Himanshu Thakkar, South Asia Network on Dams, Rivers and People: There are times when there is sudden heavy rain or snowfall, and then there are other times when there are much drier periods , longer periods.

We don’t know if the increase in precipitation will offset the melting of the glaciers, to what extent it will. So it really depends. So these are big question marks. How much will the water flow decrease?

Anxiety over the flow of water even fueled some resistance to ice stupas.

Phey village chief Tsering Mutup has called on authorities to stop a greening project that would have been fed by a stupa, complaining that the diversion of water would come at the expense of his community, which is below in the mountain.

Tsering Mutup, village chief of Phey (via translator):

These trees would get big on taking on water in June and July, and our businesses would be dry. It would have been very difficult for the villages below.

So whenever there is a diversion, there is resistance.
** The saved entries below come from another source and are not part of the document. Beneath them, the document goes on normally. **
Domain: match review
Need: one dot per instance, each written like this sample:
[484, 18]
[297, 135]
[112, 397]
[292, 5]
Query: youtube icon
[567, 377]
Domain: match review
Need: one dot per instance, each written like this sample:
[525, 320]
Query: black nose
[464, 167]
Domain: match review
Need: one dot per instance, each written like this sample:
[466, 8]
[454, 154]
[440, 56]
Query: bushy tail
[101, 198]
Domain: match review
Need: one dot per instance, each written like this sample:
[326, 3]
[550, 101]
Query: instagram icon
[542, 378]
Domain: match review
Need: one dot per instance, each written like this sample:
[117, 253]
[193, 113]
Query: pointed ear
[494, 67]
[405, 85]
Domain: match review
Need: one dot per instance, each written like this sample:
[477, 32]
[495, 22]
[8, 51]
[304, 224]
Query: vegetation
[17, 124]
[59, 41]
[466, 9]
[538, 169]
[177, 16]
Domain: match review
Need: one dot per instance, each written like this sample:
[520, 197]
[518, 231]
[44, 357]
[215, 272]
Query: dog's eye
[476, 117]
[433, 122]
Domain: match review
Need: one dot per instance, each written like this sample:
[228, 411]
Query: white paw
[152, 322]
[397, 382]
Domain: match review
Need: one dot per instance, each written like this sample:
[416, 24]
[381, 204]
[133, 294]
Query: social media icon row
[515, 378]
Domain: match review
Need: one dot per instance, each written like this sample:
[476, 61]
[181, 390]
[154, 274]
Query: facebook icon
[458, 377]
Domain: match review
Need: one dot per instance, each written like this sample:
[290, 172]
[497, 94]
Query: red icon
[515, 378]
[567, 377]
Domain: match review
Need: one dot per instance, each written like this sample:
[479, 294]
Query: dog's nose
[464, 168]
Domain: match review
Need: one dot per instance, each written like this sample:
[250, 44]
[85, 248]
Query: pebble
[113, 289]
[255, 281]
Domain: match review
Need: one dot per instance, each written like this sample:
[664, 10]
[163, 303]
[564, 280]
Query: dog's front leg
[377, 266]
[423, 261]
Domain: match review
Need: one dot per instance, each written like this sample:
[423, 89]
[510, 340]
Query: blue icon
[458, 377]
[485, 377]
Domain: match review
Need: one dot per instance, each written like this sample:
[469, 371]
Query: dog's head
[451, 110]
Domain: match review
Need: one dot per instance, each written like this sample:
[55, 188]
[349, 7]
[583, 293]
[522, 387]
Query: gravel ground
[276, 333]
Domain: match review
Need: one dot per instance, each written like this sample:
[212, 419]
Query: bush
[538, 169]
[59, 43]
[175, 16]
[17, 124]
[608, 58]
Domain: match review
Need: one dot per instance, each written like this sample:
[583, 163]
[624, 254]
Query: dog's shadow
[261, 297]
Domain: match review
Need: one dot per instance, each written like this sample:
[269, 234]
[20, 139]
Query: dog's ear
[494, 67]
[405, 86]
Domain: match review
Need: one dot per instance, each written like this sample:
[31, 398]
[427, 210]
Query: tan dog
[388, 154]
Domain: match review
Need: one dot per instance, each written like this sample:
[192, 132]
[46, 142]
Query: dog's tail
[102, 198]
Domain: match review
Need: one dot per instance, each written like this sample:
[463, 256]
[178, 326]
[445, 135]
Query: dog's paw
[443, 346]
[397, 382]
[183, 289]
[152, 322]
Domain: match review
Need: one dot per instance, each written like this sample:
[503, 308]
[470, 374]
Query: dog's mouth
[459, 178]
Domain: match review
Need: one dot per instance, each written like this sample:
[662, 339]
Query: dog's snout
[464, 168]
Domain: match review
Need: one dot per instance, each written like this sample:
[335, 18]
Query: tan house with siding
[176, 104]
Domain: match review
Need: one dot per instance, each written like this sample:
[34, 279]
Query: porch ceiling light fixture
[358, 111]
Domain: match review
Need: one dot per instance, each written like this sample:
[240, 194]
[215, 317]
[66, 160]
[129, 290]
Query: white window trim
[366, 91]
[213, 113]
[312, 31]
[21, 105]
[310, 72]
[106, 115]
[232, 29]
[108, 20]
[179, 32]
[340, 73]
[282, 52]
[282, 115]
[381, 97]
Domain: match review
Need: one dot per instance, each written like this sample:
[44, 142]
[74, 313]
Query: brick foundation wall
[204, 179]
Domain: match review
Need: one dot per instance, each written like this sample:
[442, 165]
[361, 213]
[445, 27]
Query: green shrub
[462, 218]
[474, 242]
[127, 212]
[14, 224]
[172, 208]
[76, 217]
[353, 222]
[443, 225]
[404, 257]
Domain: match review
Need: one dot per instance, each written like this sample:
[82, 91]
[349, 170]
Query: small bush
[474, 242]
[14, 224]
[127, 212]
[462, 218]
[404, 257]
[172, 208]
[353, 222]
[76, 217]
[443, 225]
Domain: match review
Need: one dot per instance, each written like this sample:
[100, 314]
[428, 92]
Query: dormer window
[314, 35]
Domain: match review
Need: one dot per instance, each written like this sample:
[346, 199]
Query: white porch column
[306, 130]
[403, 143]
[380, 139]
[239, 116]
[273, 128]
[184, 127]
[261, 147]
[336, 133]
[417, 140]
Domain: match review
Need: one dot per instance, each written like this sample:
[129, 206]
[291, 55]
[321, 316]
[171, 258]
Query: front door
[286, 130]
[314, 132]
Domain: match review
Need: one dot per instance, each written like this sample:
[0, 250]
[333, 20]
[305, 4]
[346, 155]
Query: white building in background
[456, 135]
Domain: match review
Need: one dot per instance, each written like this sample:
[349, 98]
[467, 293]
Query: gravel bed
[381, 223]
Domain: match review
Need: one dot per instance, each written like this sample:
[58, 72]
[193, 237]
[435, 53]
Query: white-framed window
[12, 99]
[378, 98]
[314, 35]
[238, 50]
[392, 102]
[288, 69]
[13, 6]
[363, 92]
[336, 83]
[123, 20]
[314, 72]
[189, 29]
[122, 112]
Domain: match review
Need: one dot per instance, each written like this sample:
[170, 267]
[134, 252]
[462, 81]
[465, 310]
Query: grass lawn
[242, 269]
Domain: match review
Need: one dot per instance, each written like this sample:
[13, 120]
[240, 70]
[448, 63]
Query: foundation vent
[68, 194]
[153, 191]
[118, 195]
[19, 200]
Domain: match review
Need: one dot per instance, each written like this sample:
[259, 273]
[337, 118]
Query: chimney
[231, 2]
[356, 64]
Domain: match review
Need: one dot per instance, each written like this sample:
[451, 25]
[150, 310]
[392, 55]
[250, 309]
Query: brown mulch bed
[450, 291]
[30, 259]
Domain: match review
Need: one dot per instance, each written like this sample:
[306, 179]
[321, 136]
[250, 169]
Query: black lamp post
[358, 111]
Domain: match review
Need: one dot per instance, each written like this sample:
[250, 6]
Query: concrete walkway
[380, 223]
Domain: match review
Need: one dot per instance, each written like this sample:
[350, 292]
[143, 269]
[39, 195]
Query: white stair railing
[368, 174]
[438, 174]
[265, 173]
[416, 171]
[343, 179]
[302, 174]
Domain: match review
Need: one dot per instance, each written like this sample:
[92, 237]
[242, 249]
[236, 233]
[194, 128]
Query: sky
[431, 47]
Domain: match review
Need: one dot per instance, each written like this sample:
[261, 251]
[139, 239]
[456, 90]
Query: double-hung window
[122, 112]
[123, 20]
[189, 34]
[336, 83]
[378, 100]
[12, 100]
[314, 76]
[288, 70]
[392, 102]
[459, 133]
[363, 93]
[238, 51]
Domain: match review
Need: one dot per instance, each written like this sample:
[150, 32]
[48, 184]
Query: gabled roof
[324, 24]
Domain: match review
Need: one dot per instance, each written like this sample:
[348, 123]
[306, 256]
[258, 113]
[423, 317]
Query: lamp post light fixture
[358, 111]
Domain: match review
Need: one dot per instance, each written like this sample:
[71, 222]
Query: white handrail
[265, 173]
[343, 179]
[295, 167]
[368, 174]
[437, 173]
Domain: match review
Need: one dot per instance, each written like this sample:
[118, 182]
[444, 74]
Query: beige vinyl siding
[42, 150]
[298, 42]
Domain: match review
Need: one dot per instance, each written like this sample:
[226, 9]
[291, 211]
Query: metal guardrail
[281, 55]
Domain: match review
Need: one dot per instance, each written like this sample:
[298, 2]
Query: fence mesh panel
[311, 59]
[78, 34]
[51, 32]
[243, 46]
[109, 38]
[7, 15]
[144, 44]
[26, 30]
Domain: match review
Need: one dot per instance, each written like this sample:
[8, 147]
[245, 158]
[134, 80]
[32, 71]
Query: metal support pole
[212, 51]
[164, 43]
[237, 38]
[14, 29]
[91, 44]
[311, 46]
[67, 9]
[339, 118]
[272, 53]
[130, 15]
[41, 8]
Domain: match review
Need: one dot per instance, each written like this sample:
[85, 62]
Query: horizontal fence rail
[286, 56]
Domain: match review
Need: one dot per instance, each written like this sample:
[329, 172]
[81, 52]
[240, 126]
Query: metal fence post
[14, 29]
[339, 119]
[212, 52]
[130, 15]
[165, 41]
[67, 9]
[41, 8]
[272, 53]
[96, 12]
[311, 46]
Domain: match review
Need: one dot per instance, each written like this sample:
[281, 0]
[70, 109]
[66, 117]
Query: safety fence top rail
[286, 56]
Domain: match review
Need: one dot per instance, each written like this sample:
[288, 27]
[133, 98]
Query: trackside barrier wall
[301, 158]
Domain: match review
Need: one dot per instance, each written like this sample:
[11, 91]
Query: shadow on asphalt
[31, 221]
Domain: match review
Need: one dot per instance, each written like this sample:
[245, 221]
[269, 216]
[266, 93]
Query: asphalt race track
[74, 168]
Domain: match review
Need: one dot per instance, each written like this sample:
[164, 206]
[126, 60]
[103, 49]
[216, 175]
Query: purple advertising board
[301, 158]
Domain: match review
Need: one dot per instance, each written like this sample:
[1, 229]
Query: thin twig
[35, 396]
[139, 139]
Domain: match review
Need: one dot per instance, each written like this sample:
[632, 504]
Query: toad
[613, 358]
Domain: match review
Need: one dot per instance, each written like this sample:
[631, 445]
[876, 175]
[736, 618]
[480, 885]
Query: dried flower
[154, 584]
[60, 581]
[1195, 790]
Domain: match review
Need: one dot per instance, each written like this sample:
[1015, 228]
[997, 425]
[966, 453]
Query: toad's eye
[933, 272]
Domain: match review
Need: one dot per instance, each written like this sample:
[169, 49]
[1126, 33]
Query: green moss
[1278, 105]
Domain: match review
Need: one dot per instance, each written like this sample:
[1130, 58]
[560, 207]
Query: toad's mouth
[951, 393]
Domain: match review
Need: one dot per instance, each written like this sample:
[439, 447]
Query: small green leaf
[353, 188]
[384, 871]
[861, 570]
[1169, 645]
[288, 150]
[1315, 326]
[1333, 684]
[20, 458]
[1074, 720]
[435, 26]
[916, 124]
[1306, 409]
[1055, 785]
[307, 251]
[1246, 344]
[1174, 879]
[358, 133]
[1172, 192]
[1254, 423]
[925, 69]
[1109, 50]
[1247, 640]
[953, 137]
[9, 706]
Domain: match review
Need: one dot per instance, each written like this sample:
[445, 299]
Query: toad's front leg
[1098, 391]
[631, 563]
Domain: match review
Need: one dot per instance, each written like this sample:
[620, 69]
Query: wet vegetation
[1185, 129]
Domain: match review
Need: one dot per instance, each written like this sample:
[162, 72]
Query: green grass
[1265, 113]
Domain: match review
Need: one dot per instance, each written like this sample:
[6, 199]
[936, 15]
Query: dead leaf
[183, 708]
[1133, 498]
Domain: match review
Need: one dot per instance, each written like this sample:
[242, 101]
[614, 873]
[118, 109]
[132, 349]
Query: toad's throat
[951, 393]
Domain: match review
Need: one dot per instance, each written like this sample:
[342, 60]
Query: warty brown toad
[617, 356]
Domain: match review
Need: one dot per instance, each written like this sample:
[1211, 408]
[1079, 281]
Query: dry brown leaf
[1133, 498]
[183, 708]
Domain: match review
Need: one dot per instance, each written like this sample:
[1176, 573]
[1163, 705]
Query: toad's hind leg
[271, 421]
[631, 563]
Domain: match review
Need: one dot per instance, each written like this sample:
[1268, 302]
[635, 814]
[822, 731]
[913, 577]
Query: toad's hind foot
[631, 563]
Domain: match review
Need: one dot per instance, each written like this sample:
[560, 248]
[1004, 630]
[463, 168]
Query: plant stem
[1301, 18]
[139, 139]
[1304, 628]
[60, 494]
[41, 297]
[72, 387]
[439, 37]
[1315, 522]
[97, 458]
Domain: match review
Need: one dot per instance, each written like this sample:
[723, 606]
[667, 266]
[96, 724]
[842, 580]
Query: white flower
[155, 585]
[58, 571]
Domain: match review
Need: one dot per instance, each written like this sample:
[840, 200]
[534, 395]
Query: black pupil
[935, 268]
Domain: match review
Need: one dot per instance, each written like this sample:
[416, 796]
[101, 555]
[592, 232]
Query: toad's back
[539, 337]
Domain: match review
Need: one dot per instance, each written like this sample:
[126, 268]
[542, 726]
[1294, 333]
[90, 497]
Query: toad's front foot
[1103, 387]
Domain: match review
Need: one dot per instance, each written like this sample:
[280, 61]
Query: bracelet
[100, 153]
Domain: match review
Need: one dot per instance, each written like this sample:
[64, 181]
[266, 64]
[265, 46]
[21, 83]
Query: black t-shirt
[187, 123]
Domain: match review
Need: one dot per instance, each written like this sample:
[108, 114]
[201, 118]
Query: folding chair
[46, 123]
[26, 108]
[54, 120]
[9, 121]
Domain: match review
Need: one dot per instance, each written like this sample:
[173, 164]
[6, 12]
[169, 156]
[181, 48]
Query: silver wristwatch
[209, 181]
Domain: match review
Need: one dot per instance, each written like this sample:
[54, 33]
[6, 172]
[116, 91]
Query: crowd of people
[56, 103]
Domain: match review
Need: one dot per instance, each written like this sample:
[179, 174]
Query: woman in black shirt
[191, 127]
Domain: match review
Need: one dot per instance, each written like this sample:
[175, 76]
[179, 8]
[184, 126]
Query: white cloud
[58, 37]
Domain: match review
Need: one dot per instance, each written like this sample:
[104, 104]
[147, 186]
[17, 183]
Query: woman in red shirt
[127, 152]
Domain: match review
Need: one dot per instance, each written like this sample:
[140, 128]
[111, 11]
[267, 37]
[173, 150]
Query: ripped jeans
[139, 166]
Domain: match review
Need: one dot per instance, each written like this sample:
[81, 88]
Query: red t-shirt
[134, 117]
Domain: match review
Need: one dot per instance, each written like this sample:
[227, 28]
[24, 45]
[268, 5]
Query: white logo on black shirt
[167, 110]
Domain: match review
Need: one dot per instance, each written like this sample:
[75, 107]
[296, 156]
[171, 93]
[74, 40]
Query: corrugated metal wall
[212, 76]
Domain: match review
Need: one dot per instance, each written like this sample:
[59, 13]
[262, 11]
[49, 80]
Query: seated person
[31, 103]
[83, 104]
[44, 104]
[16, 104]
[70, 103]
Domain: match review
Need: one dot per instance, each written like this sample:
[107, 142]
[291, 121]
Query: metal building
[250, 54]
But the only problem is that, in this case, the diversion is done in winter, when nobody uses the water.

But it will take some time for people to get used to the idea that it’s just saving it for the summer, so they can have more.

And it’s not just the people here who need to embrace new ideas, he adds.

Perhaps the biggest solution lies in the hands of the people who watch this show, whose lifestyle in big cities like New York or New Delhi is causing climate change.

Our call should become an SOS call for the wider world. It is because of their activities that we suffer, through no fault of our own.

He invokes a plea once used by Mahatma Gandhi. Live simply, says Wangchuk, so that we can simply live.

For the PBS NewsHour, I’m Fred from Sam Lazaro in Ladakh, India.

And you heard it, an SOS call to all of us here.

Fred’s reporting is a partnership with the Under-Told Stories Project at the University of St. Thomas in Minnesota.